Le pouvoir des métamatériaux

Les métamatériaux vibroacoustiques sont conçus pour exhiber des propriétés que l’on trouve rarement à l’état naturel, même pas du tout, dans les matériaux. Il s’agit de matériaux architecturés qui peuvent être appliqués aux domaines de l’acoustique du bâtiment, de l’aéronautique et des transports, où Kévin Carillo a puisé son inspiration. « Je devais reproduire les façons de faire d’autres milieux et les tester pour résoudre notre problème, tout en étant attentif aux enjeux de miniaturisation et de confort. Notre prototype doit conserver la taille d’un bouchon », précise-t-il.
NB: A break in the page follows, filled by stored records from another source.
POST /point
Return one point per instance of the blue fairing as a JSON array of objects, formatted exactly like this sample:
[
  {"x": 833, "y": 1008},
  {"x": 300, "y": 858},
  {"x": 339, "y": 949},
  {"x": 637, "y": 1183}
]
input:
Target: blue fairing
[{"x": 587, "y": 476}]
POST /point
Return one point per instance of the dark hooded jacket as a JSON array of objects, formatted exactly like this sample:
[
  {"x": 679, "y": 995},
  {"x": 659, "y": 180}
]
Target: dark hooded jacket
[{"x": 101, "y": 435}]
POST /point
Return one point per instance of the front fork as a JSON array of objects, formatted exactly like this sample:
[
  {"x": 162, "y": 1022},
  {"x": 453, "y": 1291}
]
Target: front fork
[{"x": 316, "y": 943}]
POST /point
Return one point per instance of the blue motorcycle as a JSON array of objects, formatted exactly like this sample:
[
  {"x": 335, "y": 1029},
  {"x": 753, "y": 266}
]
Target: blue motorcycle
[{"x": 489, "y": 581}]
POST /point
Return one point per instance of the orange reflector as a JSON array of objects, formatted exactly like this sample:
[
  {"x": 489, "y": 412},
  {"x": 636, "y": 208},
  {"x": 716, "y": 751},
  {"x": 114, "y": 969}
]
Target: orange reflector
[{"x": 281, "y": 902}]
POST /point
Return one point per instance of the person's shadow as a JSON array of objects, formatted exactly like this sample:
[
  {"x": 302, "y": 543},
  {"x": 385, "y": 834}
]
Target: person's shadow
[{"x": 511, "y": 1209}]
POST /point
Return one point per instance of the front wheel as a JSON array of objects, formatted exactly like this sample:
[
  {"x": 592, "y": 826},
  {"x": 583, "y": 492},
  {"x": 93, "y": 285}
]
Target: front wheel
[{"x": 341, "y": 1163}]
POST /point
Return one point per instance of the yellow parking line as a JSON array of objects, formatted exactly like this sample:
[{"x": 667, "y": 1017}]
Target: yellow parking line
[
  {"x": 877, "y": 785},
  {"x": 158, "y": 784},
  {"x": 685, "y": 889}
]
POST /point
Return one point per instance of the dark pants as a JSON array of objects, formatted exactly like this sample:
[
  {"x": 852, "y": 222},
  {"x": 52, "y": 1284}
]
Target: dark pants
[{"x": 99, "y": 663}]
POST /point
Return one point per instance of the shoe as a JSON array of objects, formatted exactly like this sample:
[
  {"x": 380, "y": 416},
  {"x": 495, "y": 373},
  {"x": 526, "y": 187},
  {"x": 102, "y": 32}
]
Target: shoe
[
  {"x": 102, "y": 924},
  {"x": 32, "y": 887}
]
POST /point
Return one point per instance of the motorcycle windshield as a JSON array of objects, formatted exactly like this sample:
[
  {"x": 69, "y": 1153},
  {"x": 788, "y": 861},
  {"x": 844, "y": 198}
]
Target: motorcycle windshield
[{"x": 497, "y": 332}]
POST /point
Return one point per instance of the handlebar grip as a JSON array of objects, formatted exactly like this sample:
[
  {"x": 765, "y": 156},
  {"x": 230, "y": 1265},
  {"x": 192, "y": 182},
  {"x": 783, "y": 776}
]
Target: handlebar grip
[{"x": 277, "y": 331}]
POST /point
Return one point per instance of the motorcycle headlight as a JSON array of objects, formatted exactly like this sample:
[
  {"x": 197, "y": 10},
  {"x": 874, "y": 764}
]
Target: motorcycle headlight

Les fréquences à cibler avec ce type de concept ont posé un autre défi : « Puisque l’effet d’occlusion est proéminent en dessous de 1000 hertz, il est difficile de trouver des solutions peu encombrantes, qui occupent un petit volume », poursuit-il.

Néanmoins, le concept de métamatériau sélectionné répond à tous les critères et permet d’influencer les propriétés acoustiques de la surface interne du bouchon inséré dans le conduit auditif. « Nous utilisons le principe d’absorption parfaite à large bande dans le but de réduire la charge acoustique. Cela diminue la pression acoustique rayonnée par la paroi vibrante du conduit auditif, ce qui réduit l’effet d’occlusion », mentionne Kévin Carillo.

La création des métabouchons

Les métabouchons sont fabriqués à l’aide de l’impression 3D, soit plus précisément par stéréolithographie (SLA). Pour l’heure, la forme de ces protections auditives s’adapte à un conduit auditif cylindrique simplifié. Des matériaux biocompatibles devront y être intégrés pour mener des tests avec des sujets humains. Les prototypes de Kévin Carillo ont été fabriqués au laboratoire ICAR de l’École de technologie supérieure (ÉTS) et de l’IRSST avant de passer à une phase d’essai sur des têtes et des oreilles artificielles. Les résultats obtenus ont confirmé la réduction d’effet d’occlusion attendue.

Petit train va loin

La bourse que Kévin Carillo a obtenue lui permettra de poursuivre sa recherche dans un domaine qui le passionne et de tester son prototype sur des sujets humains en l’adaptant à leur conduit auditif. Dans une perspective de cinq ans, il souhaite pouvoir appliquer cette solution en industrie et ainsi faire émerger de nouveaux produits.

Il perçoit sa bourse comme une reconnaissance de la communauté scientifique de sa spécialité. « Cela confirme la pertinence de travailler sur ces problématiques. Je suis heureux d’avoir été choisi pour faire avancer la recherche dans ce milieu. C’est une belle preuve de confiance », indique-t-il.

Un parcours couronné de succès

Kévin Carillo a d’abord terminé ses études en génie mécanique à l’Institut supérieur de l’automobile et des transports (ISAT), en France, puis a choisi Montréal comme ville de prédilection pour faire son stage de fin d’études, en 2016. Ses directeurs de recherche, Olivier Doutres de l’ÉTS et Franck Sgard de l’IRSST, l’ont alors encouragé à poursuivre un doctorat, qu’il a complété à l’École de technologie supérieure (ÉTS) en 2021. Depuis qu’il a terminé sa thèse, Kévin Carillo a obtenu un contrat postdoctoral en partenariat avec l’ÉTS, l’IRSST et l’Université du Mans (France), des établissements dans lesquels il poursuit ses recherches.